CommunityScrapers
CommunityScrapers copied to clipboard
Improve Model searching for Pornhub
Hey, i have noticed, that various Models on Pornhub are not found. This is due to the fact, that the original Pornhub.yml file uses this endpoint to search for models "https://www.pornhub.org/pornstars/search?search={}". This doesnt show all Models, just ones that are listed as pornstars. There are also users, who are uploading stuff, but not listedd as pornstars. By trying out, i found "Lana Bee" for example.
Though i have found out, that this endpoint gives back correctly the user "https://www.pornhub.org/user/search?username={}"
So there needs some improvement. I thought i could add this myself by changing the first few lines to this:
name: Pornhub
performerByName:
- action: scrapeXPath
queryURL: https://www.pornhub.com/pornstars/search?search={}
scraper: performerSearch
- action: scrapeXPath
queryURL: https://www.pornhub.org/user/search?username={}
scraper: modelSearch
but apparentely, the scraper doesnt handle lists very well (it doesnt at all actually, just throws a bunch of unmarshal errors). So there needs another way to add the second one
Edit: I have opened this as an enhancement, but it might also be a bug. I am not sure
The search should look something like this:
modelSearch:
performer:
Name: //span[@class="usernameBadgesWrapper"]/a[@class="usernameLink"]/text()
URL:
selector: //span[@class="usernameBadgesWrapper"]/a[@class="usernameLink"]/@href
postProcess:
- replace:
- regex: ^
with: "https://www.pornhub.org"
Though i am unable to get this to work, as "performerByName" only accepts one action, queryURL and scraper
Also here it would be good to change the behaviour of scraping scenes on pornhub. If i search a scene with a user, rather than a performer, the user is added as a studio, rather than a performer. This is wrong
but apparentely, the scraper doesnt handle lists very well (it doesnt at all actually, just throws a bunch of unmarshal errors). So there needs another way to add the second one
Scrapers currently only support one search per type, so we'll have to choose between pornstar and model: personally I lean towards model since that's probably what users go to Pornhub for and more mainstream pornstars can be scraped from other sources
Also here it would be good to change the behaviour of scraping scenes on pornhub. If i search a scene with a user, rather than a performer, the user is added as a studio, rather than a performer. This is wrong
Can you expand on this, perhaps with an example URL?

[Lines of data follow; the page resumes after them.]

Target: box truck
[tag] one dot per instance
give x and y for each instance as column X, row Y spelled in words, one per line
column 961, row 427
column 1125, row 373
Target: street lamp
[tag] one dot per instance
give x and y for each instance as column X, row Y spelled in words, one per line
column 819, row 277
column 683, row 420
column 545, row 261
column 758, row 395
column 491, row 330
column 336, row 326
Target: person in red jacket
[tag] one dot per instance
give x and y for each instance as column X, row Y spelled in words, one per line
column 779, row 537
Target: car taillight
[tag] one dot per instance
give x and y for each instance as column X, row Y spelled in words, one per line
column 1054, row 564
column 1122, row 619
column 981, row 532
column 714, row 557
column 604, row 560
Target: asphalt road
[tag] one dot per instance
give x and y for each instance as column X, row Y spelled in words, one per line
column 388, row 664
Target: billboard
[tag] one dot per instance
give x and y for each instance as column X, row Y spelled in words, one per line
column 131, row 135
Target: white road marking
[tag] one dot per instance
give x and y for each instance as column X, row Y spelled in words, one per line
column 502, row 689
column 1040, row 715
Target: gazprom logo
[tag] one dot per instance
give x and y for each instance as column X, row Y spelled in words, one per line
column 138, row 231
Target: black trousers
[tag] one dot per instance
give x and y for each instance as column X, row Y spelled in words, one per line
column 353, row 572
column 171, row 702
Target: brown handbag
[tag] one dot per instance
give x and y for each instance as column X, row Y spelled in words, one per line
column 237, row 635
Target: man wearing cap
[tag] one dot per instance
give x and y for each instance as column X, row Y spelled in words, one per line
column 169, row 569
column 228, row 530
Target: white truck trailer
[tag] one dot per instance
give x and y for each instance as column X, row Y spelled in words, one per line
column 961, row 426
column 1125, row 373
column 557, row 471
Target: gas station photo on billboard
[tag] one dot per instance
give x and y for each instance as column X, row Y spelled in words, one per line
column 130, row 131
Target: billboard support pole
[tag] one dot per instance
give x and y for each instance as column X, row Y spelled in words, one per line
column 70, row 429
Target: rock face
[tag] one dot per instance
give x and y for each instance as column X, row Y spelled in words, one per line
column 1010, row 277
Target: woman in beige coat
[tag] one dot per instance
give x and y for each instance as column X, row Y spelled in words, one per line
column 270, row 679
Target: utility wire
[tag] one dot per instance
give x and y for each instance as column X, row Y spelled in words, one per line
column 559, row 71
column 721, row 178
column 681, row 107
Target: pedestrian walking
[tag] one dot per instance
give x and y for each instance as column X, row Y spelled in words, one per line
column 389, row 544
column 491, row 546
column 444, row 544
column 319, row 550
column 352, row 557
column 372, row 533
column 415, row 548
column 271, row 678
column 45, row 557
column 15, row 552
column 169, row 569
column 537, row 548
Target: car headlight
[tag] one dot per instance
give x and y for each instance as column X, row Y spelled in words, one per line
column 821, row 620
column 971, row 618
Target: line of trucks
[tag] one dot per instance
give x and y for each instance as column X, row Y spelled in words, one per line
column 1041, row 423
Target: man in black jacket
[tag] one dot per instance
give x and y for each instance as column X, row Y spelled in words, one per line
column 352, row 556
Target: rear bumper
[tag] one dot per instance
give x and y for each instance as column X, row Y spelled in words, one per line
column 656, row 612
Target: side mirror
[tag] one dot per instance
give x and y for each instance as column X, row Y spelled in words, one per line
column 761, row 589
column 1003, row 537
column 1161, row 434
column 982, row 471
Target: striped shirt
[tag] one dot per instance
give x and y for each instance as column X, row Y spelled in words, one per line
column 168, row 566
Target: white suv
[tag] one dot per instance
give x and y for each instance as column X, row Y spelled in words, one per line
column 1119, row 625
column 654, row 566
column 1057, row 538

Also here it would be good to change the behaviour of scraping scenes on pornhub. If i search a scene with a user, rather than a performer, the user is added as a studio, rather than a performer. This is wrong
studio is technically correct, there is a performers box that just isn't used and that's how it's handled on StashDB.
I think it might be better to have a Pornhub-Models fork that handles these edge cases differently and will also do /model search
Also here it would be good to change the behaviour of scraping scenes on pornhub. If i search a scene with a user, rather than a performer, the user is added as a studio, rather than a performer. This is wrong
Can you expand on this, perhaps with an example URL?
Sure, for example with this video https://www.pornhub.org/view_video.php?viewkey=665908d7b8b52 i try to scrape it using stash and the pornhub scraper, it scrapes the user (in this case "Anna Cherry7") as the studio instead of as a performer. This resulted into me having a whole bunch (like 200-300) studios, which are really performers instead of studios because they were scraped wrong.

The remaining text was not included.